Towards the end of the 1850s this group of young painters hostile towards academia, often found themselves in the locals of Florence and in particular, the Caffé Michelangelo where they discussed amongst themselves updating ideas of what to do about painting. Together they had the great fortune to see the huge collection of paintings of the Russian prince Demidoff in his villa in Florence. The collection was rich with French artists such as, Ingres, Corot e Delacroix.
This group consisted of Telemaco Signorini and Serafino De Tivoli and shortly after, Cristiano Banti and Vincenzo Cabianca. They were the first to be presented at the Promotrice of Turin with a completely new language. They were named “macchiaioli” for the exaggerated emphasis on chiaroscuro using layers of “blots” of color. While carrying out their works, they forgot the notion of design preceding the chromatic element, which favored their technique of aligning the blotches of color and of light and shade.

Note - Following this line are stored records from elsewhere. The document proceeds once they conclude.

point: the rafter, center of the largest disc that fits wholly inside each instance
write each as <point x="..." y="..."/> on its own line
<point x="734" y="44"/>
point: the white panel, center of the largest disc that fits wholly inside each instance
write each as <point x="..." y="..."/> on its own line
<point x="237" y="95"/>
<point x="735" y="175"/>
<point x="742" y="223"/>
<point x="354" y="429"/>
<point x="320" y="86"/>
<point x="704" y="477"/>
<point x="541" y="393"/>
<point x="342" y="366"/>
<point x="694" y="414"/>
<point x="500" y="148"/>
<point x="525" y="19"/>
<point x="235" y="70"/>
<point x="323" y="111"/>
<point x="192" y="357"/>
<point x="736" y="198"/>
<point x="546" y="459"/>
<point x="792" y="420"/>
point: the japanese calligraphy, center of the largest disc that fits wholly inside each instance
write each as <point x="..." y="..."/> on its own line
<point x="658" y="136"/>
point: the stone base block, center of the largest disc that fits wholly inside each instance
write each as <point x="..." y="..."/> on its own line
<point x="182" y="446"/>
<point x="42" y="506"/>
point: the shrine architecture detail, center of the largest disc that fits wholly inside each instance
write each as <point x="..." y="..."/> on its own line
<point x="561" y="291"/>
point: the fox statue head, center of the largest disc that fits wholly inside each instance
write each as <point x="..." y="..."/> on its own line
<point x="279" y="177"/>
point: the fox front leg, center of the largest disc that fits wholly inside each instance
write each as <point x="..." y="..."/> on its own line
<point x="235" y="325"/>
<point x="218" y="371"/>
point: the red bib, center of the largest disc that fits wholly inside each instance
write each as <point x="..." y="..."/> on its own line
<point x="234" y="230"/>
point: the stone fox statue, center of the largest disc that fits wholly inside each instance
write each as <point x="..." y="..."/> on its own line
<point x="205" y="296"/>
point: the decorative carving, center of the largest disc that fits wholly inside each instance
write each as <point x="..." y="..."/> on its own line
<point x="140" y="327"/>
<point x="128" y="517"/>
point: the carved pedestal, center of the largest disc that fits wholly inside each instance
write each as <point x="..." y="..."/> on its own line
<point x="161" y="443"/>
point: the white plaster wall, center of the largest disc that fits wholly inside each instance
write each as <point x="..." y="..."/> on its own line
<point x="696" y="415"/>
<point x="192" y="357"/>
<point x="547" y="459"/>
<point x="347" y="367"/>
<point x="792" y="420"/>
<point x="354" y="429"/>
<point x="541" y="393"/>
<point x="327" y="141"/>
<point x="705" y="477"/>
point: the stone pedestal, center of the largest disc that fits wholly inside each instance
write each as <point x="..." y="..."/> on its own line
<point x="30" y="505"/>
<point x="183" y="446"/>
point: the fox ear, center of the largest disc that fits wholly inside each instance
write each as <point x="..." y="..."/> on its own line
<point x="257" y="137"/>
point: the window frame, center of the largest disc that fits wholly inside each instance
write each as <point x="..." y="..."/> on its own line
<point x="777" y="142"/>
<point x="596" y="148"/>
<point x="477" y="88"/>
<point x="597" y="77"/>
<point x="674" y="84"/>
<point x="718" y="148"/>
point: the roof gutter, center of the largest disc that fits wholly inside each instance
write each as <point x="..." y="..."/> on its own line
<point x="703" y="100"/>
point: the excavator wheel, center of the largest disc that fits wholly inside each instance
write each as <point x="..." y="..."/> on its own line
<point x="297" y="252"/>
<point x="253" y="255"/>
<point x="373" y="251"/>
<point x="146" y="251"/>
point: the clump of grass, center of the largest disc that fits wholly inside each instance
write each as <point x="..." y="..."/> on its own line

The optical effect was a kind of flickering overflowing with light. They dedicated themselves more and more to painting what was real and to study light in all its vibrations and nuances and thus, the determining condition was to paint outside. Inside the studio it was impossible to capture the intonations of light necessary for the proper rendering of the works.
Others who became a part of the original four were, Vito D’Ancona, Raffaello Sernesi, Giuseppe Abbati and Odoardo Borrani who spent a very fertile period painting at S. Marcello Pistoiese as well as, Giovanni Fattori the most secluded of the group but clearly the greatest and most well known. Art critic, friend and greatest fan of the group, Diego Martelli had the opportunity to play host to these rebels at his ranch in Castiglioncello during the years spanning 1861-1867.
It was here that the period defined as the “School of Castiglioncello” took shape, due to the number or works produced during the invigorating sojourns allowing these artists complete immersion in that splendid scenery on the Martelli property.
Concurrently in Florence the other great Macchiaioli personality was maturing where Silvestro Lega, who left us magnificent vivid and colorful works from that period when he worked in a neighborhood just outside Florence called, Piagentina at the end of 1860.
Following, during the early 70’s, Giovanni Boldoni and Giuseppe De Nittis took part in the group and established themselves in Paris. It is interesting to think that exactly in those years, to be precise, 1874, in the Paris studio of photographer Nadar, there was an exhibit for the first time of the impressionists.
Completing the nucleus of the Macchiaioli was, Adriano Cecioni, Nino Costa and Antonio Puccinelli. Although young, Eugenio Cecconi, Niccolò Cannicci and Egisto Ferroni participated although late to this movement.